Antar preman pun saling mengintimidasi secara berjenjang. Dari level Kota, kecamatan, kelurahan, hingga preman kampung yang bertugas mengintimidasi warga sekaligus eksekutor politik uang, agar perolehan suara sesuai dengan target.
"Terima uangnya, jangan pilih orangnya". Adalah kegagalan politik uang tanpa peranserta preman. Seringnya terjadi ketidakpastian penerima politik uang atau penerima komitmen belum tentu memilih calon tersebut. Maka tim berikutnya turun. Yaitu Tim preman yang bertugas memastikan dengan “mengintimidasi” warga yang telah menerima uang atau komitmen untuk jangan coba-coba merubah pilihannya pada hari pencoblosan.
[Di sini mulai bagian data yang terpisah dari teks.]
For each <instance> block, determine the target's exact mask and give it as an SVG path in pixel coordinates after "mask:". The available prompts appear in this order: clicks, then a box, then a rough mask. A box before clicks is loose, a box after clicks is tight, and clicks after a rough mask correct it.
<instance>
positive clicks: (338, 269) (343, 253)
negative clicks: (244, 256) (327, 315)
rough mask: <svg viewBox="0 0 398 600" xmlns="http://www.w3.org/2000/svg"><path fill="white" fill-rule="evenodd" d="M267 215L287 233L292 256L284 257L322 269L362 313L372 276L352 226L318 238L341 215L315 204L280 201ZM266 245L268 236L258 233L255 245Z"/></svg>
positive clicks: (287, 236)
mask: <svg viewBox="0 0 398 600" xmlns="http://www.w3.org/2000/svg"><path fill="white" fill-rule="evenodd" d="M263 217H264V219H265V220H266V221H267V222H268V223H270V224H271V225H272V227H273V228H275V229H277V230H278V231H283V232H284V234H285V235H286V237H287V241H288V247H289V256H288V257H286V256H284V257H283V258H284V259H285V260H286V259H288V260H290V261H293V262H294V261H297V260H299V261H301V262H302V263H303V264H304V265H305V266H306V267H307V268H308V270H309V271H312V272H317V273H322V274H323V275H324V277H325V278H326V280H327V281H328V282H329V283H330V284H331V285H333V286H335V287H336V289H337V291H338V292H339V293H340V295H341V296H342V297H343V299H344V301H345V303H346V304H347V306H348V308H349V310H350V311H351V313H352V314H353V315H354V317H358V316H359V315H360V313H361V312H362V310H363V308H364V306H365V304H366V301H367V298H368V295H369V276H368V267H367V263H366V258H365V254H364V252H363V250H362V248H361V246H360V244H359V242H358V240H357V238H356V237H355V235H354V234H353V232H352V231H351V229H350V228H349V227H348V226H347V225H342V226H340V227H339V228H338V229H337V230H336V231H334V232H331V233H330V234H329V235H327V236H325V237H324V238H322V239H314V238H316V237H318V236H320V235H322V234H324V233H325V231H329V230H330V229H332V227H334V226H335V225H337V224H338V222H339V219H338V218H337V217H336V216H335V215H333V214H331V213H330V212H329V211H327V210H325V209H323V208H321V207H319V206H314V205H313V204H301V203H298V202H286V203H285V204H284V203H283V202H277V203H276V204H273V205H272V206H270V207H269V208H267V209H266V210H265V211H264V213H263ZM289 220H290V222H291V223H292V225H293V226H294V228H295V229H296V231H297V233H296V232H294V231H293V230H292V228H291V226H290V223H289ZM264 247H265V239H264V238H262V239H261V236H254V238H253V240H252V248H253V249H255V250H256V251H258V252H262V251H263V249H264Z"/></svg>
Keresahan & ketakutan warga yang telah terbentuk, opini aparat tidak dapat menjamin keamanan akan mempengaruhi keputusan warga. Pertimbangan ikut ajakan preman kampung, selain merasa aman juga mendapatkan imbalan sesuatu.
Pada hari H pencoblosan, Tim preman dengan pasang wajah sangar berada pada lokasi TPS masing-masing untuk menjemput, mengabsen, mengawal dan memastikan ulang penerima uang itu tidak akan merubah pilihannya. Cara ini terbukti efektif dan telah berhasil memenangkan calon yang tidak dikenal sama sekali oleh masyarakat.
Semoga, SBY dan mungkin calon-calon pilkada yang lain diseluruh Indonesia hanya berhenti pada membangun opini, masyarakat butuh rasa aman. Tidak dilanjutkan pada politik uang dan intimidasi warga menggunakan jasa preman. Karena hal ini jelas akan merusak demokrasi Indonesia sebagai ajang, wahana untuk memilih pejabat yang jujur & bersih.
Jika niatnya suci untuk membangun bangsa, mengapa sebuah jabatan harus didapatkannya dengan cara keji, culas dan curang.
Agar terwujud demokrasi yang sehat dan semakin berkualitas. Perhatikan gerak-gerik RT/RW dan pergerakan preman lokal selama minggu tenang. Tidak ada pilihan lain. Jangan takut! Lawan kecurangan!